Data storage norms: Mastercard submits audit report to RBI

The RBI's restrictions were put in place because Mastercard failed to comply with India's local data storage norms. (Representative Image: REUTERS/Eduard Korniyenko)

The RBI’s restrictions were put in place because Mastercard failed to comply with India’s local data storage norms. (Representative Image: REUTERS/Eduard Korniyenko)

After being banned by the RBI from issuing new cards, US-based payments technology major Mastercard on Friday said it has submitted an audit report to the regulator showing compliance with the local data storage norms.

The Reserve Bank had on July 14 put an indefinite ban on Mastercard from issuing new credit, debit and prepaid cards. The ban came into effect from July 22.

The restrictions were put in place because of the company’s failure to comply with local data storage norms that require payments companies to store data related to Indian customers only in the country.

“When RBI required us to provide additional clarifications about our data localisation framework in April 2021, we retained government-empaneled Deloitte to perform a supplemental audit to help demonstrate our compliance.

“We have been in a continued dialogue with the RBI from April through the report’s submission on July 20, 2021,” Mastercard said in a statement in response to a set of queries sent by PTI.

The company said since the RBI’s 2018 directive on data localisation and storage, it has worked closely with the central bank and Indian government to ensure that Mastercard is compliant with both the letter and the spirit of the order.

“This includes submitting reports as required by the RBI. We look forward to continuing our conversations with the RBI and reinforcing how seriously we take our obligations.
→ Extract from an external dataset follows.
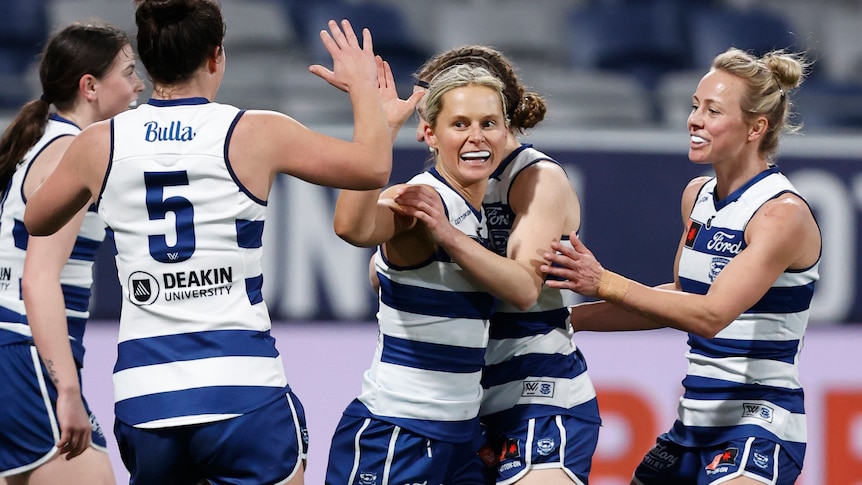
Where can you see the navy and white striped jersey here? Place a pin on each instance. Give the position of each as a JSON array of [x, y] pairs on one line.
[[195, 343], [745, 381], [533, 368], [426, 371], [76, 278]]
We are hopeful that this latest filing provides the assurances required to address their concerns,” it said.

Further, the company said it is committed to put in whatever resources are required to meet any additional requirements raised by RBI and bring this matter to a close “expeditiously”.

“In the meantime, we remain focused on ensuring our current business continues to operate as usual, working in lockstep with our customers and partners to minimize any impact on cardholders,” it added.

Mastercard, a major card issuing entity, is the third company to have been barred by RBI from acquiring new customers over data storage issues, after American Express Banking Corp and Diners Club International.

RBI had said that Mastercard was found to be non-compliant with the directions on ‘Storage of Payment System Data’ despite being given adequate opportunities.

However, the regulator had said the ban on issuing new cards was not going to impact the services of the existing customers of Mastercard in India.

Mastercard is a payment system operator authorised to operate a card network in the country under the Payment and Settlement Systems Act, 2007 (PSS Act).

RBI’s circular on Storage of Payment System Data on April 6, 2018 had directed all system providers to ensure that within a period of six months the entire data relating to payment systems was stored only in India.

They were also required to report compliance to RBI and submit a board-approved System Audit Report conducted by a CERT-In empanelled auditor within specified timelines.